When we study the history of modern medicine, we cannot deny that it has evolved rapidly and that scientist have made many astonishing discoveries. However, we ate also now discovering more severe forms of illness. Some modern diseases ‘fight back’. For example, certain antibiotics are ineffectual; illness has discovered how to ‘fight’ modern medicine.
I always remember as a child living in a village in Taiwan, that when I got flu, my mother gave me a cup of hot ginger tea and told me to go to bed. The next morning I would be well again. Today when someone gets flu, it not only takes much longer to recover, but the flu often returns despite strong drugs. What is the message between these two extreme examples?
From my point of view, we can neither reject nor disagree with modern medical philosophy. It often resolves suffering caused by illness. We should feel deep gratitude to the early pioneers of modern medicine who invested time and energy in the search for cures. They strove to give modern medicine man health, happiness and security. It was a noble cause, but in practice, the dream no longer works; actually, it now works against the original intention of these pioneers – we cure the symptoms of physical illness but we overlook the important hidden message behind the illness?

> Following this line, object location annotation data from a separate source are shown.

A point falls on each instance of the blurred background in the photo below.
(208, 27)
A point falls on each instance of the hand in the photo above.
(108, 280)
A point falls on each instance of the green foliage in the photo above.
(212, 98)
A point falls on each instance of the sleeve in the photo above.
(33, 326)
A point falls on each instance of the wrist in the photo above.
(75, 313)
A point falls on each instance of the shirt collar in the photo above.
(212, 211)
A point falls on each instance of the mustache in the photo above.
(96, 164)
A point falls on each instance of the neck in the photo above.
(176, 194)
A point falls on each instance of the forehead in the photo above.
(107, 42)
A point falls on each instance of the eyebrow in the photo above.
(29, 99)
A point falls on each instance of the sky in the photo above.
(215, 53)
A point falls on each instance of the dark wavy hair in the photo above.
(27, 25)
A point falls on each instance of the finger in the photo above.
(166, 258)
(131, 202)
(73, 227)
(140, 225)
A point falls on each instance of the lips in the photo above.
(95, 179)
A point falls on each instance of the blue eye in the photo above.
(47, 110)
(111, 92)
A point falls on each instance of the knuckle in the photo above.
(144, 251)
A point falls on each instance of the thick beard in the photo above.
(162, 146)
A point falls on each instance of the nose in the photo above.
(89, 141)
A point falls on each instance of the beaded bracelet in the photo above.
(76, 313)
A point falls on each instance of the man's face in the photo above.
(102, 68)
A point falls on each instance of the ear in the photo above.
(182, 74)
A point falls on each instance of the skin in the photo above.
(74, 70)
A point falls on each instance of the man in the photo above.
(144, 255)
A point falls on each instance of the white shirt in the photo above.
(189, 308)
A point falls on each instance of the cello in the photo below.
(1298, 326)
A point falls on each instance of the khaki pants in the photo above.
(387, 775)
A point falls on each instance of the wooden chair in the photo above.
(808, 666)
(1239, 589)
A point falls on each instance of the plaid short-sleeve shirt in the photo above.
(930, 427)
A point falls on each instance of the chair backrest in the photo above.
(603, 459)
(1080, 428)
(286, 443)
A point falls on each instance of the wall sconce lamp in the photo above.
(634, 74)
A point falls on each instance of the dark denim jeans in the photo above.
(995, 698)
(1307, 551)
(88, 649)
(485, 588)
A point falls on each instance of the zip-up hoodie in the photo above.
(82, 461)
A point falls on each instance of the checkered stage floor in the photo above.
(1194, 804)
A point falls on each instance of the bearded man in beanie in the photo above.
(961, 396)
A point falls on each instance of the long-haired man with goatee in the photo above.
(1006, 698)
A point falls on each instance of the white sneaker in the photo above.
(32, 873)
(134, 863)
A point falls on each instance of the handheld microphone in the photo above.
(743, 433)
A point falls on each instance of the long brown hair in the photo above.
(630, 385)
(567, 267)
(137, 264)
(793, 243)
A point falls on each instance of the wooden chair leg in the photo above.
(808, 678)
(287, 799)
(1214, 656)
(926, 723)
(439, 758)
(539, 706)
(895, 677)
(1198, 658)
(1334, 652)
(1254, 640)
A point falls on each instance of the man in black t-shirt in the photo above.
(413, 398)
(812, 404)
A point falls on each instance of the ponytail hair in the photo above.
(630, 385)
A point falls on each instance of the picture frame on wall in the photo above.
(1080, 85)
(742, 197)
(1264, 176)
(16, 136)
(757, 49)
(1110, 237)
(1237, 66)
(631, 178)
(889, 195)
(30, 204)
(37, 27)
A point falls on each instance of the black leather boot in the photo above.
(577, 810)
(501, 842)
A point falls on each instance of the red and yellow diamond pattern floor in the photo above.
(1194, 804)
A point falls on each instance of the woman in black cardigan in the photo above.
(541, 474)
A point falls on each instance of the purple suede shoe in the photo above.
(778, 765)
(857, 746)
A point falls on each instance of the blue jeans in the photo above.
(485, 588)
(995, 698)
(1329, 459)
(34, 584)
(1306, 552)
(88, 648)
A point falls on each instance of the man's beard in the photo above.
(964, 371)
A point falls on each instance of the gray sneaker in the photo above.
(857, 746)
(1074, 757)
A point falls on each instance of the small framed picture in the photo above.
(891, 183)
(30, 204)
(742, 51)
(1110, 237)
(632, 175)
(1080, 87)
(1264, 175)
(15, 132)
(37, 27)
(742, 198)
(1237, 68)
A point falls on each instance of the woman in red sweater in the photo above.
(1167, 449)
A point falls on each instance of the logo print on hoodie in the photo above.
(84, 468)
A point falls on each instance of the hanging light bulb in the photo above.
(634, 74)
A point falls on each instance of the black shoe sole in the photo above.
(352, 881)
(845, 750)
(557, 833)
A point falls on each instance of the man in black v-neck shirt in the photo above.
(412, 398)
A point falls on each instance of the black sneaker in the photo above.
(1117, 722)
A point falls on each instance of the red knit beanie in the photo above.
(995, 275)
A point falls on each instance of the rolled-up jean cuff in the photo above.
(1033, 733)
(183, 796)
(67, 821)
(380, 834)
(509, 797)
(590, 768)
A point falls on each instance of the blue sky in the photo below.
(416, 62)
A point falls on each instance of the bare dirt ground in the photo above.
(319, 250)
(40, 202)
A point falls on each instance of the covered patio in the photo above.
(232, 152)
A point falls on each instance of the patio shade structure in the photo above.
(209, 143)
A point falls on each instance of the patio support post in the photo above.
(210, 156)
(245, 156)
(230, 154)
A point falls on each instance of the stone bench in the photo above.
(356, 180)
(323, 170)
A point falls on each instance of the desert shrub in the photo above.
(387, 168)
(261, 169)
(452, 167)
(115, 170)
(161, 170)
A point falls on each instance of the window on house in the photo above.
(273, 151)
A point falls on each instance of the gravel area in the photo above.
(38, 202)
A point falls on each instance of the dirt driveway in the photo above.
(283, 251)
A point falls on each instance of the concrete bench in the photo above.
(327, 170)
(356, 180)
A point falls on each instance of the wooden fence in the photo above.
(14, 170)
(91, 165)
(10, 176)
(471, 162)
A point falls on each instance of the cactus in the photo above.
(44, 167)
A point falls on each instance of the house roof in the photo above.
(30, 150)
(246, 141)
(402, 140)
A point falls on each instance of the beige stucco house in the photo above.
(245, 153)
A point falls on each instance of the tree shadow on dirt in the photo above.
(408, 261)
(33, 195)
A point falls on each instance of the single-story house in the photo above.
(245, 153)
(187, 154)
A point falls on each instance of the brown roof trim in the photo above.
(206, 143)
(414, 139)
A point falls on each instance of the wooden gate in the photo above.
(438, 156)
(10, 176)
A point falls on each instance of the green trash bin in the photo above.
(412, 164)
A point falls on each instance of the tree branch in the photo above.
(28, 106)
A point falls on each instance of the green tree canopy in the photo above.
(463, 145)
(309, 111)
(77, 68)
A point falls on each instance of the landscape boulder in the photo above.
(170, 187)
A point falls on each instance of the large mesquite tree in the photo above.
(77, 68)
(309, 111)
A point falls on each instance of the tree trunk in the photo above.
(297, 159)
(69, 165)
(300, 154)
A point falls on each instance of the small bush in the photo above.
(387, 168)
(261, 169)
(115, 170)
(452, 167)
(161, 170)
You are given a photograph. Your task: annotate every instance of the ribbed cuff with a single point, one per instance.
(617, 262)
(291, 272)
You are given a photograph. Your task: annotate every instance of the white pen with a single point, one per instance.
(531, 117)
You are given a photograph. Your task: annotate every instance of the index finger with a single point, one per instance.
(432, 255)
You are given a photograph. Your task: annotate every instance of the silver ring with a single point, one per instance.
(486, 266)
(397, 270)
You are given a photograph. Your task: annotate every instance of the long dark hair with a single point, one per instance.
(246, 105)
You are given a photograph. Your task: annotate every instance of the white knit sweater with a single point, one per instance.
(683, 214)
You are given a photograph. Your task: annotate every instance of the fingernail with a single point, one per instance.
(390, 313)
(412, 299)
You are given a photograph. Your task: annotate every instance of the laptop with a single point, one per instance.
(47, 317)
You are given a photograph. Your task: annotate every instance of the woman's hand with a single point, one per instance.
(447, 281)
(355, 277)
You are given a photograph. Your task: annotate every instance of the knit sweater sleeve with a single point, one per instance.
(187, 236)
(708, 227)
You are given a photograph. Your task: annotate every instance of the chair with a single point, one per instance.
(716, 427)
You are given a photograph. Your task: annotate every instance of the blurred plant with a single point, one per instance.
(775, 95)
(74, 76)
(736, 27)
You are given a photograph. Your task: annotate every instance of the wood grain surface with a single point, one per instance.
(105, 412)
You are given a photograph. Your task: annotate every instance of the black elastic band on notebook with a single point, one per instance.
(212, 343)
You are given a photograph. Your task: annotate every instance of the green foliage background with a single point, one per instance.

Years of training in holistic traditional medicine has enabled me to understand that illness has the special purpose of conveying messages about the body.
I always remember the ‘Master’, one of my teacher at Medical school in Taiwan, saying that the highest stage of medicine is ‘tzu shin’ – if you want to heal illness, first balance the ‘shin’. ‘Shin ’, in Chinese has a broad meaning. It means body, mind and spirit but it includes and encompasses the essence of the illness. This is one of the highest and most important laws of medicine. Today, it influences my intentions and the way I practice medicine.
My wish is that this ancient traditional approach to medicine will wake us from a long sleep and through this, enable us to experience the essence of life – happiness, health and harmony.
“That a needle stuck into one’s foot should improve the functioning of one’s liver is obviously incredible. It can’t be believed because in terms of currently accepted physiological theory “It makes no sense”.
Within our system of explanation there is no reason why a needle prick should be followed by an improvement of liver function. Therefore, we say it can’t happen. The only trouble with this argument is that, as a matter of empirical fact, it does happen.” Aldous Huxley.